Joint Operating Agreements -- Current Issues

May 22, 2002

Introduction

The proposal for and conduct of operations are the primary souce of disagreement and litigation under AAPL Model Form Operating Agreement Form 610. This Model Form Operating Agreement has been in use in sustantially the same form since the first Form 610-1956. The AAPL Model Form Operating Agreement has been amended and revised several times to address some of the controversies arising under its terms, however, its construction and application continues to be a souce of controversy between operators and non-operators. Form 610-1989 is a 17-page document with detailed provisions for the drilling, operation and production of oil and gas wells. And yet, because of the complex nature of the activities covered by an operating agreement, an operating agreement cannot cover in detail every aspect of drilling, operation and production. Nor can an operating agreement executed in 1975 (or in 1989, for that matter), and still in effect today, anticipate all of the changes in technology and the changes in how the oil and gas industry conducts its business.
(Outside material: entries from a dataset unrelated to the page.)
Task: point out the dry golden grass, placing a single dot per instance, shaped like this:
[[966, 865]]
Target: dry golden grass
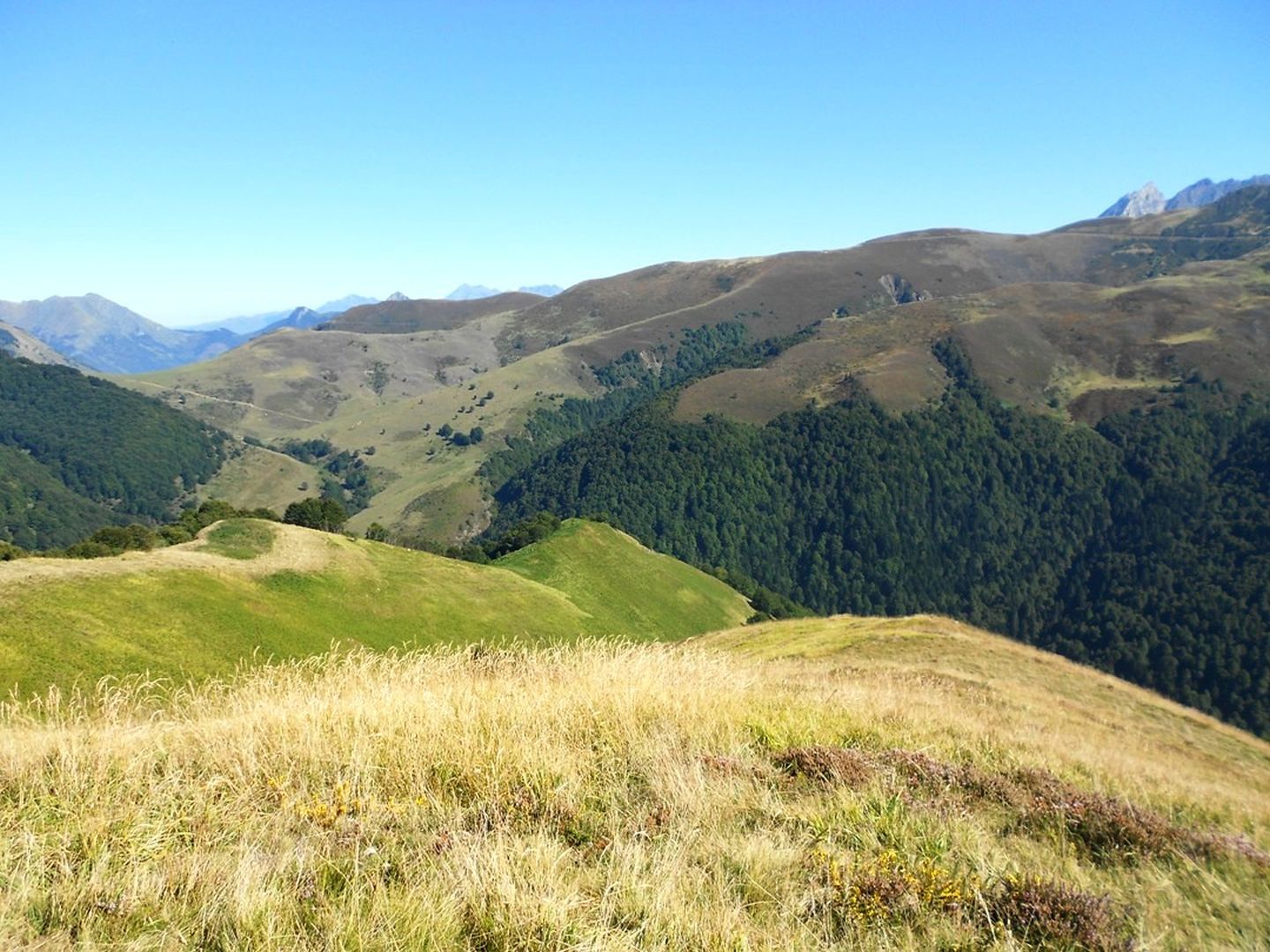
[[608, 796]]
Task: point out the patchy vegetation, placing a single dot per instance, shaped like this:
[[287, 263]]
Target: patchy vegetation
[[1067, 537], [611, 796], [240, 539], [190, 614]]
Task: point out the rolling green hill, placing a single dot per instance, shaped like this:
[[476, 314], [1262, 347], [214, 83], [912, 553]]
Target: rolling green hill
[[866, 784], [1077, 323], [253, 591]]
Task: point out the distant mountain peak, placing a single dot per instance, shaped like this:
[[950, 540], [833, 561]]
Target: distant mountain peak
[[470, 292], [343, 303], [1149, 201]]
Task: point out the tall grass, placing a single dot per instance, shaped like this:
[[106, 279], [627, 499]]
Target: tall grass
[[587, 796]]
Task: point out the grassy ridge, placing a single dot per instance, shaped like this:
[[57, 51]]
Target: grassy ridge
[[170, 614], [594, 565], [906, 784]]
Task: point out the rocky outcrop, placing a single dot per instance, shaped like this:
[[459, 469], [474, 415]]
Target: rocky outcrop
[[1146, 201], [1149, 201], [900, 291], [1206, 192]]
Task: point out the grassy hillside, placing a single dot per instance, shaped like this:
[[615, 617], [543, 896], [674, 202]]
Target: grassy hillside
[[906, 784], [1036, 301], [624, 587], [204, 607]]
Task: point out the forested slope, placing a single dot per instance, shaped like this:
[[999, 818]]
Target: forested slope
[[1142, 546], [81, 452]]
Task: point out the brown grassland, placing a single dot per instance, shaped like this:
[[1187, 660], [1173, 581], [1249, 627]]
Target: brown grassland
[[845, 782]]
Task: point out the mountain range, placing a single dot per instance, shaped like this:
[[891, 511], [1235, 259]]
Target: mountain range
[[470, 292], [1148, 199], [107, 337]]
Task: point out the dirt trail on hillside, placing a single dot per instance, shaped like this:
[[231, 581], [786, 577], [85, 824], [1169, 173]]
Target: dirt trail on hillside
[[295, 548]]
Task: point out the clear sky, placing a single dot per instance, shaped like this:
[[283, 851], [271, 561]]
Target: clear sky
[[201, 160]]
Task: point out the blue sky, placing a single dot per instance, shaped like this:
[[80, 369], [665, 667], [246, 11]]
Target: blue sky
[[202, 160]]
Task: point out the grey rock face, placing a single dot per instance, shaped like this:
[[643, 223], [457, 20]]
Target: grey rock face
[[1146, 201], [1206, 192], [900, 290]]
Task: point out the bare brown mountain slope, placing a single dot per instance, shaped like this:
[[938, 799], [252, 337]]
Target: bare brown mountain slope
[[18, 343], [1050, 346], [1080, 320]]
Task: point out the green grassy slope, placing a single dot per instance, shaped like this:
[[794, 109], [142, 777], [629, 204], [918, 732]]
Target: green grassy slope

The purpose of this paper is to examine how both initial and subsequent operations are proposed and conducted under the terms of an operating agreement. Unless otherwise provided, references in this paper will be to the AAPL Model Form Operating Agreement Form 610-1989. An integral part of this analysis is an examination of the relationship between the Operator and the Non-Operators as it relates to authority and liability under the Model Form Operating Agreement Form 610. As part of this examination, this paper will analyze the issues raised in recent litigation concerning operations under the operating agreement.